Whether the EU is agreeing is highly questionable. Not only does Lukács run against its own ideological convictions, it also would seem to confirm what the conservatives in Hungary always accuse it of, namely, that it is only half-heartedly condemning communism. “The criminalization of the past”, says the historian Miklós Mitrovits, does not, however, serve to deal with the past. The ideology of anticommunism is always directed against emancipation; if there were no communists, they would be invented. The fact that most of the attacked philosophers and scholars have for a long time distanced themselves from Marxism and Georg Lukács, in fact, their new self-definition in opposition to Lukács in the 1970s and 1980s made them the first representatives of a new bourgeois-liberal anti-communism in Hungary illustrates this very impressively.

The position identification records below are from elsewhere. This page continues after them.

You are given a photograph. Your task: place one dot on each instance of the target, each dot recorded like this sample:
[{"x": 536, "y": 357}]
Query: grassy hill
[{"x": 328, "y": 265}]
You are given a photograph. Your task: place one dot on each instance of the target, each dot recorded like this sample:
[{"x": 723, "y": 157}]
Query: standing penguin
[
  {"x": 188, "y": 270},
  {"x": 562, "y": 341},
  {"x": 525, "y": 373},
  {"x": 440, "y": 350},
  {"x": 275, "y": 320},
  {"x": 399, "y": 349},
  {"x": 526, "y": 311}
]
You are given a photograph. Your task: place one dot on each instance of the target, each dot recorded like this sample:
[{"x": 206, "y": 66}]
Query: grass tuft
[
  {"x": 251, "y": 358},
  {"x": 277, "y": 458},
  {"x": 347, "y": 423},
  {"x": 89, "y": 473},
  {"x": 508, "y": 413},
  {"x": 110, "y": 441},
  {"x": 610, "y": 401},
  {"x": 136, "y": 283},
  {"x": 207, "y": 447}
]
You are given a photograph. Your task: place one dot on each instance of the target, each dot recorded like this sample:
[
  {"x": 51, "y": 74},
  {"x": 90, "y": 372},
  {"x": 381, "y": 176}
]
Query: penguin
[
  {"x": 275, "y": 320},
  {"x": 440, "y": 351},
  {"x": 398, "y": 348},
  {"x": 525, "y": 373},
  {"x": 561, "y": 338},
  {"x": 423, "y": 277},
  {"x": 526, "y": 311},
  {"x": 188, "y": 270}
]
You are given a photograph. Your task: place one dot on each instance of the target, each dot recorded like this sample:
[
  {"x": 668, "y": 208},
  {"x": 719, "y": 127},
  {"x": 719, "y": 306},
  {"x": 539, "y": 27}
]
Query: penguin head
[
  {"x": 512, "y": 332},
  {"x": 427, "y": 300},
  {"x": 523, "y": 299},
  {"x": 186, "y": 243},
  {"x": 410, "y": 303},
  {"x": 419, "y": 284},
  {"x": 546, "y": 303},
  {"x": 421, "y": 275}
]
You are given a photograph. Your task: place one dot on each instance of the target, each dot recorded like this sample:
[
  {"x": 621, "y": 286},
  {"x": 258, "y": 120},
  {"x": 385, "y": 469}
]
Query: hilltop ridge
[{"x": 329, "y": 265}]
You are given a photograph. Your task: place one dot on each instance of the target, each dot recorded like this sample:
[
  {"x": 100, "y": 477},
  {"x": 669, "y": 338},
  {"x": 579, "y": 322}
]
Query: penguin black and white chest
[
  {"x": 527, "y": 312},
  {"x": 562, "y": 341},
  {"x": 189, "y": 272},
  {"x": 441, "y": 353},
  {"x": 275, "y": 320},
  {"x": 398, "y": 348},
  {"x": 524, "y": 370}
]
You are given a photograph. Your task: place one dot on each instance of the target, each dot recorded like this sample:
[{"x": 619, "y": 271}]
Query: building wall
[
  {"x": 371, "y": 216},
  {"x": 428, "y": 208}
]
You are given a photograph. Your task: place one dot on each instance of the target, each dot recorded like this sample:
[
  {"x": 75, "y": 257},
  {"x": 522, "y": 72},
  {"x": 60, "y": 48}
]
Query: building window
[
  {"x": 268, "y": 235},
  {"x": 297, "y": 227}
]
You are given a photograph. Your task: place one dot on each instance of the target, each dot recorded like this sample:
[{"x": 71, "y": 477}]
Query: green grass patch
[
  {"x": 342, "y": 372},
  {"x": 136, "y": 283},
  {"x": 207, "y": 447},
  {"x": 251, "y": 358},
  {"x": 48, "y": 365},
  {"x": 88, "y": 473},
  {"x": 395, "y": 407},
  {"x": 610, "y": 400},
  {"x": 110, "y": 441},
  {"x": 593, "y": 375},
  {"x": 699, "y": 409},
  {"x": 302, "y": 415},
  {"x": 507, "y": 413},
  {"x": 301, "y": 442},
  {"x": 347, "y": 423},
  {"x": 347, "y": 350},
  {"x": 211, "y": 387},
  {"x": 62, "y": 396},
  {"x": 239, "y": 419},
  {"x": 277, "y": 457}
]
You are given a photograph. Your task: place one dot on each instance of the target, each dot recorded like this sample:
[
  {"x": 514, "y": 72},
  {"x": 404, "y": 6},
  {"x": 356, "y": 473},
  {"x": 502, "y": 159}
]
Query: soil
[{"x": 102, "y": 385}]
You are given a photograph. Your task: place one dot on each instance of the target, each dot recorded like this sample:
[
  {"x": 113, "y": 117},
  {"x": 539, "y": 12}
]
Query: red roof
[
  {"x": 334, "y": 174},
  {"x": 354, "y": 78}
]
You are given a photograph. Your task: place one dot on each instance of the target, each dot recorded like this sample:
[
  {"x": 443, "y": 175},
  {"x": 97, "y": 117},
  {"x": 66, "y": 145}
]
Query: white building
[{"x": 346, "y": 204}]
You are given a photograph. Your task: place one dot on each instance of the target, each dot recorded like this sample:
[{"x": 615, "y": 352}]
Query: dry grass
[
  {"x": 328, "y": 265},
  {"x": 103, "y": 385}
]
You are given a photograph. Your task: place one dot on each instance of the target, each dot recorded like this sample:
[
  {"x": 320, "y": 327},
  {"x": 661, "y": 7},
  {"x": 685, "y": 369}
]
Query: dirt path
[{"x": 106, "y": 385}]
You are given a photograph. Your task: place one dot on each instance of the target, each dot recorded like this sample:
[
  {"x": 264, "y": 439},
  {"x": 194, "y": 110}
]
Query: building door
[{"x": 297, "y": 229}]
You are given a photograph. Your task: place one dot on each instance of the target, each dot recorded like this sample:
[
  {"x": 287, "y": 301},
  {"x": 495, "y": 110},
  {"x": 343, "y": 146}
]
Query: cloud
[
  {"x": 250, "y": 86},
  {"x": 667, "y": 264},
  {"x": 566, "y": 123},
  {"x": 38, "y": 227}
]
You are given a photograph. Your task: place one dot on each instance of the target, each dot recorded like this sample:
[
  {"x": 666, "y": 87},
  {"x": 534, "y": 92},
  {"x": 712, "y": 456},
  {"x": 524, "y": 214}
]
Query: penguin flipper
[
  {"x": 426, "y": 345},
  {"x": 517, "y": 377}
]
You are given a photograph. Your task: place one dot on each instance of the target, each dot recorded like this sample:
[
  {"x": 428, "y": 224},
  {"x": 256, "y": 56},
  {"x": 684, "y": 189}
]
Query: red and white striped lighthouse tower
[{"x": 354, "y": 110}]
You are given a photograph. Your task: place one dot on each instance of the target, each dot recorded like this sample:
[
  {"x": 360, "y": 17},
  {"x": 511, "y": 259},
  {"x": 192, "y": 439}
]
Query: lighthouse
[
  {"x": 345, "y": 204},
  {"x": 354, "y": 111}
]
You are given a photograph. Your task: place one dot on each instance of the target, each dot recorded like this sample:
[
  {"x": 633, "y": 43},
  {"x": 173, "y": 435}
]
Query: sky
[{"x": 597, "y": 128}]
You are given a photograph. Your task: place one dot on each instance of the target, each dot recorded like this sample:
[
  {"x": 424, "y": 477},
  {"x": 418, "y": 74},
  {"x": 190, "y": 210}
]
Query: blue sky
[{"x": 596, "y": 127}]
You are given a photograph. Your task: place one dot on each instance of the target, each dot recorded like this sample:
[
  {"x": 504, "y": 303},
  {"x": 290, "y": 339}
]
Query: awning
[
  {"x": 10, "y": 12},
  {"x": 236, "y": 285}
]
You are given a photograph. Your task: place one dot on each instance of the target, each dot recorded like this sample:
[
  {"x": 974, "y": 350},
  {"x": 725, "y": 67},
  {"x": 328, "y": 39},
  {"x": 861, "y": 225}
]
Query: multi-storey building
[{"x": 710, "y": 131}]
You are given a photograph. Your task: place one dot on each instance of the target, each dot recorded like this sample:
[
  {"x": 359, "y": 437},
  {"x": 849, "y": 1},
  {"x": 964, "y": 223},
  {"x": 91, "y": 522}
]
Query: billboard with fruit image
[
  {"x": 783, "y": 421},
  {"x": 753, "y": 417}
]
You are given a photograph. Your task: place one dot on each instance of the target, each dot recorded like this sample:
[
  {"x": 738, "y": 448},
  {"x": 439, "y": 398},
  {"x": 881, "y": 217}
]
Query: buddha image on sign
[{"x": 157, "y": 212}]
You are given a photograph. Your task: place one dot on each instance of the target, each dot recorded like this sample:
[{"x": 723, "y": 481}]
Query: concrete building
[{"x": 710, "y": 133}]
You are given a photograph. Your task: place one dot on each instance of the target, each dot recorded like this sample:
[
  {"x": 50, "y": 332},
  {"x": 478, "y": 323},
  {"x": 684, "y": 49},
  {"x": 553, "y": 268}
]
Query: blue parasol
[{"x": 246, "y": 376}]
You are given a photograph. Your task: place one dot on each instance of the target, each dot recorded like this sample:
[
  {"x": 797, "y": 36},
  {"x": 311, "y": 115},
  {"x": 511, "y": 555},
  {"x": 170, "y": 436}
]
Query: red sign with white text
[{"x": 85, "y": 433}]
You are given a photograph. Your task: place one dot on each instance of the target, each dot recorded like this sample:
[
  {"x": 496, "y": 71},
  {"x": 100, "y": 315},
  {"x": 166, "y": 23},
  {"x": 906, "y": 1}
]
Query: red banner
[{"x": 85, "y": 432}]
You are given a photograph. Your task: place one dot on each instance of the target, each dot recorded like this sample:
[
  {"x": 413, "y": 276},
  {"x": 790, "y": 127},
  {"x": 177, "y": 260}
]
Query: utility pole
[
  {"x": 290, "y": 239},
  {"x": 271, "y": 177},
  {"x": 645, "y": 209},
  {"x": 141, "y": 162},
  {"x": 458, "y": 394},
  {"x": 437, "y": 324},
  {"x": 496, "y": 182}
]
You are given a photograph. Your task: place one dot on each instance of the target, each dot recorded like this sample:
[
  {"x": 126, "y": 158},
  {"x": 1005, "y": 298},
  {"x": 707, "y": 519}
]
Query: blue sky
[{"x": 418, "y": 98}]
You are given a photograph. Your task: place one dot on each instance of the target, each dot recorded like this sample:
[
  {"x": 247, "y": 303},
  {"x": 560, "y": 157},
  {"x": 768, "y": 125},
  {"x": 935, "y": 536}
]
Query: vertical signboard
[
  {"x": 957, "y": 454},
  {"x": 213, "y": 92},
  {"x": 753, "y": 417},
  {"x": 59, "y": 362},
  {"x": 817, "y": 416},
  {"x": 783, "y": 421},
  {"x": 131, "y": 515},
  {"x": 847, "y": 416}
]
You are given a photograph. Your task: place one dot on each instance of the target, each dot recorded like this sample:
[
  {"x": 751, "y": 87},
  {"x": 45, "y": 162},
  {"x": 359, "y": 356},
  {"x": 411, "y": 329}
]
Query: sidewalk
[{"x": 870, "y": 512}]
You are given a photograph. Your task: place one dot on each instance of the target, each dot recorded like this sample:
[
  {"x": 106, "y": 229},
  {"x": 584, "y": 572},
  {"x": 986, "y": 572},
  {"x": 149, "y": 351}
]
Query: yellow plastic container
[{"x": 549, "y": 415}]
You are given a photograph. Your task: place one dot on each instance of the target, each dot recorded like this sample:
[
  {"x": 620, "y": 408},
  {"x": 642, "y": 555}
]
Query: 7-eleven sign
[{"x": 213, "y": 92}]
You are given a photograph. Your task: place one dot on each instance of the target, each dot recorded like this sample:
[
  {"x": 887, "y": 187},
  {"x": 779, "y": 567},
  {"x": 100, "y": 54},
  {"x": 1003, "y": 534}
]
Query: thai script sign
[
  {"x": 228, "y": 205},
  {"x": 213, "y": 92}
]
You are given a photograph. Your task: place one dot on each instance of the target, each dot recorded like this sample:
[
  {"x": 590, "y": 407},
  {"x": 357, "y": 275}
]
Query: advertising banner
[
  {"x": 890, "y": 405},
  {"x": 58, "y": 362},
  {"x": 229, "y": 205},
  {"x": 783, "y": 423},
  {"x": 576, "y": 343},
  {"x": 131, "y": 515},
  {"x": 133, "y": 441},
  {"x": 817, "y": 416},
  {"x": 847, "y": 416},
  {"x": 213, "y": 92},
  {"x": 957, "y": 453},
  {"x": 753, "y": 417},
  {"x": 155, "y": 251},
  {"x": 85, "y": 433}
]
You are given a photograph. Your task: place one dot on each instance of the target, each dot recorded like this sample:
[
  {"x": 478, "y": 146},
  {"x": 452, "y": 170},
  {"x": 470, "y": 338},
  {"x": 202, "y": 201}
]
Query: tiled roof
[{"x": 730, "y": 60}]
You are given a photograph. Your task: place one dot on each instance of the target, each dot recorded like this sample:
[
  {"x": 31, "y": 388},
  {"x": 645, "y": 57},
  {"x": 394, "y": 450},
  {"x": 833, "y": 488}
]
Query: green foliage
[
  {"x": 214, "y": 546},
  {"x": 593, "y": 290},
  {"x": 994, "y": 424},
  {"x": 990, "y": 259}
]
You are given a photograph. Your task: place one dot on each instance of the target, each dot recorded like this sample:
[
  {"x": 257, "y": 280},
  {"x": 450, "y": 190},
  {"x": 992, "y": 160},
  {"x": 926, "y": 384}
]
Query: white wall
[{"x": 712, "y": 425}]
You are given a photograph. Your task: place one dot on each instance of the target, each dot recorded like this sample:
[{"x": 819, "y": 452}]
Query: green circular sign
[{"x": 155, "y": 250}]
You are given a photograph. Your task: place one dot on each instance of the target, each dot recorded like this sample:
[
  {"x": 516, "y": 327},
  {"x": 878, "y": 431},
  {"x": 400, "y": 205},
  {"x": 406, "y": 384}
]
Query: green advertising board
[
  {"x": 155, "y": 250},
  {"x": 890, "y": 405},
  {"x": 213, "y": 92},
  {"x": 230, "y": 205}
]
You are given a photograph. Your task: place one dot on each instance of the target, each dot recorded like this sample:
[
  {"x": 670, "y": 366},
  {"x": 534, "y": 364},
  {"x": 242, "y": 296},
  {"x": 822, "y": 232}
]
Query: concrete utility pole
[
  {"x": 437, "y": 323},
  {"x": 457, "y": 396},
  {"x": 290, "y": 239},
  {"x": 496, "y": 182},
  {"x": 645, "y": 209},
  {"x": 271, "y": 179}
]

The “Lex Heineken”, which is currently under discussion, which is supposed to ban the “symbols of despotic systems” on consumer products, in the case of the beer brand Heineken, the red star, is another bizarre example of anticommunism. The general dissatisfaction in the country and the non-silent demands for change and social justice, the many small battles against corruption, the cruel conditions at the Serbian border, for gender equality and the reception of refugees and the ever more open search for alternatives, the Hungarian government and the conservatives backing it, can only explain themselves through the fact, that it has not yet adequately elucidated on the crimes of “communism”. The fight against its specter offers the Hungarian government a last chance to posit itself in the spirit of antitotalitarianism as truly democrat and guardian of European civilization.